Pela disciplina que leciona, Rose May destaca que é impossível falar de documentário contemporâneo sem esbarrar no nome de Silvio Tendler. "Não tem como falar de Silvio sem pensar na história brasileira e do cinema com seus personagens e pesquisas. O Silvio sentia as coisas pelo coração e os batimentos dele batiam em relação a tudo que precisava mudar.

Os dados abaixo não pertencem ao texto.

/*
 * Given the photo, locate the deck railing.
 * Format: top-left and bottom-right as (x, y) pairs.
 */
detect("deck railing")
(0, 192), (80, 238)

Ele não tinha um olhar encarcerado, era um documentarista de olhos livres", finaliza.
Ao longo de mais de 50 anos de carreira, Silvio Tendler dirigiu e produziu mais de 70 filmes e deixou um registro relevância para a história política e memória brasileira. Tendler deixa a filha Ana Rosa Tendler, também cineasta, e um neto.
Artista homenageado
Em 2013, a Mostra Competitiva da 46º edição do Festival de Brasília do Cinema Brasileiro foi finalizada com uma homenagem ao cineasta, representado no documentário A arte do renascimento - Uma cinebiografia de Silvio Tendler. Na ocasião, a equipe responsável pelo longa realizou um discurso emocionado sobre a produção e a importância do trabalho do documentarista. Com roteiro e direção assinados por Noilton Nunes, o longa acompanha Tendler na recuperação depois que uma doença o deixou tetraplégico. "Minhas principais motivações na hora de renascer foram a vontade de viver e a de continuar contando histórias", diz o cineasta em um dos trechos.
Um dos mais importantes documentaristas do Brasil, Tendler não só produziu obras que marcaram o gênero como também sempre colaborou na fomentação do cinema no país. Bartolomeu Rodrigues, ex-secretário de Cultura do DF, conta que as edições da pandemia do Festival de Brasília do Cinema Brasileiro não teriam acontecido sem a colaboração dele. "Silvio foi peça fundamental para garantir a realização do festival, que estava ameaçado de sofrer interrupção. Juntos, lembramos que o evento só foi interrompido durante a ditadura militar, e por isso, decidimos não poupar esforços para sua realização. Foram dias angustiantes que me serviram para mostrar a grandeza da alma de Sílvio, que praticamente me segurou pelas mãos repetindo sempre: não vamos nos entregar a essa crise. Desde então, mantivemos uma amizade profunda e o meu respeito por ele não tem limites. Sou eternamente grato", destaca.
Em uma edição especial do Correio em 2019, Vladimir Carvalho, outro grande cineasta e documentarista brasileiro, escreveu um texto em celebração à arte e à carreira de Silvio Tendler. Além de descrever interações dos dois ao longo dos anos, Vladimir destaca a importância de Tendler para o cinema brasileiro admira, a cada frase, o trabalho do amigo. "Em pouco tempo e queimando etapas, quem não o conhecesse não identificaria naquele jovem um documentarista de insuspeitada força e competência, tal era a qualidade do seu primeiro filme de longa metragem, Os Anos JK ", ressalta em um dos trechos.